Desde Shakespeare, os homens fazem papel de mulher. Dizem até que foi o bardo quem inventou a Drag Queen, quando usou em suas peças a rubrica: DRessed As a Girl – que logo teria sido substituída pela sigla DRAG. Muito divertido imaginar que Shakespeare teria inventado tudo, até a drag. Que até Ru Paul é Shakespeare. Mas não é disso que estamos falando. E também não estamos falando também de figuras marginais, carismáticas e amendrontadoras, que só aparecem de noite e com aspecto selvagem. Não estamos falando de guetos e vidas sombrias de compulsão sexual, que é onde e como os gays aparecem nos palcos e telas mais populares.

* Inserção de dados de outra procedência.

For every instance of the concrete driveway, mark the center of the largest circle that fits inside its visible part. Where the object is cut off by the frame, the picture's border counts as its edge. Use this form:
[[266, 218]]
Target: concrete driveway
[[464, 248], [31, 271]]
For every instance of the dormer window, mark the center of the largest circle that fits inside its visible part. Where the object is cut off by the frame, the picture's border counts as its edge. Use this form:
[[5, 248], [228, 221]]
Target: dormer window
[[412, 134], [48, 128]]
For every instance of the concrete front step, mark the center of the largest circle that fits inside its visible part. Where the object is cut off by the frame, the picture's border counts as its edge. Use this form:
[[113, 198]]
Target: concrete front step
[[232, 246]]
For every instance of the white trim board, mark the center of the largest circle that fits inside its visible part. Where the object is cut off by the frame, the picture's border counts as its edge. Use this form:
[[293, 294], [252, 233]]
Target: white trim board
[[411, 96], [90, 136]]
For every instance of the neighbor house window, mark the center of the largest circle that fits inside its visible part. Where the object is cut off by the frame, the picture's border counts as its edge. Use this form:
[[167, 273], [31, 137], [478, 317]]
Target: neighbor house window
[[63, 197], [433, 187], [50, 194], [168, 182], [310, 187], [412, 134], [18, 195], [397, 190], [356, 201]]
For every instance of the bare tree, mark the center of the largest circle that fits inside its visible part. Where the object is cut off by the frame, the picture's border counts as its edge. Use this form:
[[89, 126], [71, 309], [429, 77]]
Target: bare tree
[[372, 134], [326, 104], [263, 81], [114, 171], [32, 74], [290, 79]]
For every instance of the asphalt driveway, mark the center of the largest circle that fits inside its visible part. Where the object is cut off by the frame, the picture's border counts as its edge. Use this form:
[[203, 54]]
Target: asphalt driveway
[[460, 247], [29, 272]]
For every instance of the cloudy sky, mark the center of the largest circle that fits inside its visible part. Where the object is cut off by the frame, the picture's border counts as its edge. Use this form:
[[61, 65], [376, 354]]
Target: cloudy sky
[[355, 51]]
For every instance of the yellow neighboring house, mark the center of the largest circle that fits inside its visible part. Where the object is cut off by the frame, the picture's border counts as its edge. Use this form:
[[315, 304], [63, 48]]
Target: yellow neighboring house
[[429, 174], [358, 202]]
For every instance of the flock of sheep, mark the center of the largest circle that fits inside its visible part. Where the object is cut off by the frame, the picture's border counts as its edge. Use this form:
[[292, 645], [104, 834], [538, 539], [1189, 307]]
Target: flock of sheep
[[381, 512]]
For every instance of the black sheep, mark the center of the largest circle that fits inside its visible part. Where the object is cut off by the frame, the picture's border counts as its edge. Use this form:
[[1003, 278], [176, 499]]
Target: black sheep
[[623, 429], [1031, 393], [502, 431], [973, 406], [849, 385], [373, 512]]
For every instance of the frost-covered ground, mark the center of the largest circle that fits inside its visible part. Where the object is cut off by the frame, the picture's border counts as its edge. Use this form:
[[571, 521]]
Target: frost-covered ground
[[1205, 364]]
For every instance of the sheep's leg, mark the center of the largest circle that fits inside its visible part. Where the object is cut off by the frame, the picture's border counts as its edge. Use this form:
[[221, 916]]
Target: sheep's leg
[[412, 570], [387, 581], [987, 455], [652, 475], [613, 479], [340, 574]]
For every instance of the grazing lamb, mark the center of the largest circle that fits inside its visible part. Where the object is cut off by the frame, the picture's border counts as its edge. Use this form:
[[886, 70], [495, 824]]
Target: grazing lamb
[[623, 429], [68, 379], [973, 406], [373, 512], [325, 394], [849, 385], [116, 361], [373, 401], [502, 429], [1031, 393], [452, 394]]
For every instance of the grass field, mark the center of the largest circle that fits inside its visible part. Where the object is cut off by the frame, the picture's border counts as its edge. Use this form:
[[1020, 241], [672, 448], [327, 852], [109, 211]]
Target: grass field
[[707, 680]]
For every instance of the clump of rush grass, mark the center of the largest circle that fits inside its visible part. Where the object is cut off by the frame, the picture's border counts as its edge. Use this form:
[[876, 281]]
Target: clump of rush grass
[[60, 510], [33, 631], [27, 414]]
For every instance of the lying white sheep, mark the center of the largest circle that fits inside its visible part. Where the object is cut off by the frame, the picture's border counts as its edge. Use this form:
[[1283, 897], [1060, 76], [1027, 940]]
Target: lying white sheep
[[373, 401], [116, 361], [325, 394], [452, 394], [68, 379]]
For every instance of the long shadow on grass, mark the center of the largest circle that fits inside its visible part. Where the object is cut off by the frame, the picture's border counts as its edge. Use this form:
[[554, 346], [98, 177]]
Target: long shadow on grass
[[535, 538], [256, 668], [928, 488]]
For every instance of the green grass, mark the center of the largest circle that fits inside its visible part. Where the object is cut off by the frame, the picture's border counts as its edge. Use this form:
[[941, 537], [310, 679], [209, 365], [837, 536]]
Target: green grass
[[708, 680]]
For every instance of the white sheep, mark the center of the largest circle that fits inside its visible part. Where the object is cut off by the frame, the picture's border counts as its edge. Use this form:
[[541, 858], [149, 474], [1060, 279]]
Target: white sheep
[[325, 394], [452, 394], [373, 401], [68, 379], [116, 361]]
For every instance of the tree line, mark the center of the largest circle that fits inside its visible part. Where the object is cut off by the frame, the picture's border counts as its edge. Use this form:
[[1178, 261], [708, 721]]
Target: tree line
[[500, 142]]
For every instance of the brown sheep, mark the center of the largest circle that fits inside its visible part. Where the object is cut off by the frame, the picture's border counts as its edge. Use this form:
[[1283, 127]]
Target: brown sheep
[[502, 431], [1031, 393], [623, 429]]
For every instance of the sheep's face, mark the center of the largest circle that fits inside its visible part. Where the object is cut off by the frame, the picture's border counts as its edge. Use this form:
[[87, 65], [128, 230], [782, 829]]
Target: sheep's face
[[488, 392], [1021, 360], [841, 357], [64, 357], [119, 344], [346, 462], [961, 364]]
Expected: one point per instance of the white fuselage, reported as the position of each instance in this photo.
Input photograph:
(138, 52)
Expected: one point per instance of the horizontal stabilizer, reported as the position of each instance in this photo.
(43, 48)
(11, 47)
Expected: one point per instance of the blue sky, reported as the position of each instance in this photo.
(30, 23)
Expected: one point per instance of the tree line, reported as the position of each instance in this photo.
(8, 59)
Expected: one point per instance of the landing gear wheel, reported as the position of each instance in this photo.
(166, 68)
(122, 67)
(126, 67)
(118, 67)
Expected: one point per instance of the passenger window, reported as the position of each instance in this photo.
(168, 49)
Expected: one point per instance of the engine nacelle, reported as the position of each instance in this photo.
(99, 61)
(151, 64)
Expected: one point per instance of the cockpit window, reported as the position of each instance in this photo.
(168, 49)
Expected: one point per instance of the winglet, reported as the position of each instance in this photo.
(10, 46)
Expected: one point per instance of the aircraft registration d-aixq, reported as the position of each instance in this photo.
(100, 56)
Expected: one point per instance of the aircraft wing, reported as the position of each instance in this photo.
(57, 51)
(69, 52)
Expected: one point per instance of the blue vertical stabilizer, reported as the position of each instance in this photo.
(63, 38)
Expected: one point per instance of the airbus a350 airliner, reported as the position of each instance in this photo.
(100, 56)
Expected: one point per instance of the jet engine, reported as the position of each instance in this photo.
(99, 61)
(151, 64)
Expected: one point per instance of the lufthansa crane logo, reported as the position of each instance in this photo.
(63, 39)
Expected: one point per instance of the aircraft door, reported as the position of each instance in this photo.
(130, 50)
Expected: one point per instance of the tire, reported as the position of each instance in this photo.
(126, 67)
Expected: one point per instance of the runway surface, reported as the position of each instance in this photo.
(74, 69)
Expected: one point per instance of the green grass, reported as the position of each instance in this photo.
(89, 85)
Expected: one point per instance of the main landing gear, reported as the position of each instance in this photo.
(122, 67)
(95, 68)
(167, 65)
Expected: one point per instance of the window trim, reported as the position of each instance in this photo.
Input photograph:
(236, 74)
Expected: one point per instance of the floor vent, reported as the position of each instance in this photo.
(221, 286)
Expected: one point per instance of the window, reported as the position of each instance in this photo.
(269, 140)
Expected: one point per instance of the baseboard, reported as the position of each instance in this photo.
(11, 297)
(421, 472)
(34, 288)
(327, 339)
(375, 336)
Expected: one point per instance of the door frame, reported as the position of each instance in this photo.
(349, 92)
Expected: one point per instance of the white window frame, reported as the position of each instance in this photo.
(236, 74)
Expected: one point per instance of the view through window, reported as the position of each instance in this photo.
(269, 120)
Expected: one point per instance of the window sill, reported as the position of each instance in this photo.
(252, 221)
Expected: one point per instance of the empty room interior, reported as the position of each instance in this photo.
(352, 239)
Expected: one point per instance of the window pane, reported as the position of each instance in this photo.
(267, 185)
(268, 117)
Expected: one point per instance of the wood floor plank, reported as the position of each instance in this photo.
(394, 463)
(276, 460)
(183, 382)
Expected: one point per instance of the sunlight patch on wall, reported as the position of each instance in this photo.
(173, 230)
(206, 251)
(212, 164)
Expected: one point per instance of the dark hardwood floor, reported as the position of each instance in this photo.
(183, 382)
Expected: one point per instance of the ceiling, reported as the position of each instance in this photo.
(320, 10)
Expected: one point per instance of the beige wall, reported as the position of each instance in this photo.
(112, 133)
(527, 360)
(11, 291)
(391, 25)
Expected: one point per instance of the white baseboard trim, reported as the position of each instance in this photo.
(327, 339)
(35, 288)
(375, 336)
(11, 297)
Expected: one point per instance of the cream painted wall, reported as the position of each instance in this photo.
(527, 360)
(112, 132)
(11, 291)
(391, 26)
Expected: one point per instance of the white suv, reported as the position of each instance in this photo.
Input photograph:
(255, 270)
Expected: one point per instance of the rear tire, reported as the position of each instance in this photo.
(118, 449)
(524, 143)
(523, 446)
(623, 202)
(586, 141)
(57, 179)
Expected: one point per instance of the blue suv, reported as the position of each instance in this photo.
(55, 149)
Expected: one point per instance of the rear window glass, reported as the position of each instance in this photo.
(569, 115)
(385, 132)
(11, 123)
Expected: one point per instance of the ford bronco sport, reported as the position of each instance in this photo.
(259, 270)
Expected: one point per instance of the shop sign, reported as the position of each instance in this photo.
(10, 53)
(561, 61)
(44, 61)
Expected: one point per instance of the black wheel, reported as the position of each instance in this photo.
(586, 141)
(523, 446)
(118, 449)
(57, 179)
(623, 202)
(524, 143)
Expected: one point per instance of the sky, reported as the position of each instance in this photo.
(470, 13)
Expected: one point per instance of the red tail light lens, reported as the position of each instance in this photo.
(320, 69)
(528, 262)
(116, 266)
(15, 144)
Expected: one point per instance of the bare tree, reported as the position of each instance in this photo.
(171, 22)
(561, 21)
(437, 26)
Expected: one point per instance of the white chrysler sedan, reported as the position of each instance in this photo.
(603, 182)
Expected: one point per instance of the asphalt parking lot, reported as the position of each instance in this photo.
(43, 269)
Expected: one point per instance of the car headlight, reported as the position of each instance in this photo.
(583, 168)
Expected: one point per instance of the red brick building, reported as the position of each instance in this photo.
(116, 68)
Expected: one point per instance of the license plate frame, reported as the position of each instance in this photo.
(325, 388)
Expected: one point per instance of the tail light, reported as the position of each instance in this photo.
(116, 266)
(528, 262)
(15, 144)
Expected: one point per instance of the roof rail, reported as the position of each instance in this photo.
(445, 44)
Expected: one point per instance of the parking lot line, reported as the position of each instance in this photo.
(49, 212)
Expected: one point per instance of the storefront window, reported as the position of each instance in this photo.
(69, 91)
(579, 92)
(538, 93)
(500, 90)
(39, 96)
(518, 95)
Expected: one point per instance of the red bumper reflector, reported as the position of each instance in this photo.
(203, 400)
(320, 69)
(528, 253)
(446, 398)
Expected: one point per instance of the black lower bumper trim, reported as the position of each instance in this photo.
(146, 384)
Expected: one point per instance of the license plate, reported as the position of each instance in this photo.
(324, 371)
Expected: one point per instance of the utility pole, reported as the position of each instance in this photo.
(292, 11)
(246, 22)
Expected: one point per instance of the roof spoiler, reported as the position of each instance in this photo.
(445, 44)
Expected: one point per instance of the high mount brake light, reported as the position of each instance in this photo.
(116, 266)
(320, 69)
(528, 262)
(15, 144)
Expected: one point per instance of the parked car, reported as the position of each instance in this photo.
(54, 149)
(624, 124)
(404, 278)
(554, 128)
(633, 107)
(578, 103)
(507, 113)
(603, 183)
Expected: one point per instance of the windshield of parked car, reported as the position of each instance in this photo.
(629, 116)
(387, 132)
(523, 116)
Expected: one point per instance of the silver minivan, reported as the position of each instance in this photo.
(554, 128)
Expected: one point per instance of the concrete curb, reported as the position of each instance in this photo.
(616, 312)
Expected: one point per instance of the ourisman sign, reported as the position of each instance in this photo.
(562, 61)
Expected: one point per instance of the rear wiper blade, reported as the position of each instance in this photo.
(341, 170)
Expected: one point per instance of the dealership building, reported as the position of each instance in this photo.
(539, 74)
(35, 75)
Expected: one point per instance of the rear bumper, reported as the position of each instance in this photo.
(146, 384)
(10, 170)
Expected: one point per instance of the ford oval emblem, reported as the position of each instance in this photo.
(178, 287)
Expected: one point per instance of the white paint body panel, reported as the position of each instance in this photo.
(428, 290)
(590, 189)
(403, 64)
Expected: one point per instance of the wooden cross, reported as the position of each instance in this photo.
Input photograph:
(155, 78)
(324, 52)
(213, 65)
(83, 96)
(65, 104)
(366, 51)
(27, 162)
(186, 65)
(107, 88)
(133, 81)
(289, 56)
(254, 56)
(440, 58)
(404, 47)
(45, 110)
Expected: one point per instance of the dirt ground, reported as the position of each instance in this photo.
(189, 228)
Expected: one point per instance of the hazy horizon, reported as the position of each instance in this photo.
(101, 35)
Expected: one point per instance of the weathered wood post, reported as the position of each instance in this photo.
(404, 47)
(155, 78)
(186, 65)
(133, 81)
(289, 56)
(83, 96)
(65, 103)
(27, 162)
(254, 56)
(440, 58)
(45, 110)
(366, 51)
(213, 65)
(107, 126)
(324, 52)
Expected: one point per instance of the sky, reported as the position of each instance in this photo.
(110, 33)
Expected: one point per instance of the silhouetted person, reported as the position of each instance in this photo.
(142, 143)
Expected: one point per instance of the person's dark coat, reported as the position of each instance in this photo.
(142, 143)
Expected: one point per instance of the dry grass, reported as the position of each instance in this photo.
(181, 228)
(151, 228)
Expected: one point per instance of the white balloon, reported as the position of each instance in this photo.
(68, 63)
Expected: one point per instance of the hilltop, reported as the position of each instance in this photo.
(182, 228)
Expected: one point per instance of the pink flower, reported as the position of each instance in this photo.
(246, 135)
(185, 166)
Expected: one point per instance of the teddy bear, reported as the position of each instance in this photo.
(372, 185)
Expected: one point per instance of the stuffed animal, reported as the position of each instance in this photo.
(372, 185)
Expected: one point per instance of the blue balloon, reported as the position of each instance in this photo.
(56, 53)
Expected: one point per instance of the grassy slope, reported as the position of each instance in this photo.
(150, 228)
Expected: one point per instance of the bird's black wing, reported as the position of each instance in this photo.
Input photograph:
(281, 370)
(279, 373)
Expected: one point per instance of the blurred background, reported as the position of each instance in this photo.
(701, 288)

Estamos falando de pessoas comuns que amam pessoas do mesmo sexo que elas, isso é básico. Isso não é um escândalo. Como dizia a minha avó: “- Tem em todas as famílias!” Mas por que não teve em 98% da nossa dramaturgia?
Bem, a essa altura não interessa mais saber se é porque os donos do dinheiro não queriam desagradar a Igreja. Ou se isso atrapalharia o negócio das Forças Armadas. Ou se não queriam correr o risco de uma queda abrupta no crescimento populacional do mundo – o que agora seria bastante desejável. O fato é que não dá mais.
As pessoas do dinheiro, da Igreja e das Forças Armadas já estão se virando. Agora é com a gente. Se em cada peça, filme, novela não tiver ao menos um LGBTQ, estamos correndo o risco de ficar na História como aqueles que autorizaram o discurso de ódio e intolerância daqueles que dizem que não existimos perante a lei.
Temos que ficar espertos.
Em tempos de crise moral e ética como a que estamos vivendo, os narradores são tão responsáveis pela manutenção vida, ela mesma, quanto os guardas da cidade.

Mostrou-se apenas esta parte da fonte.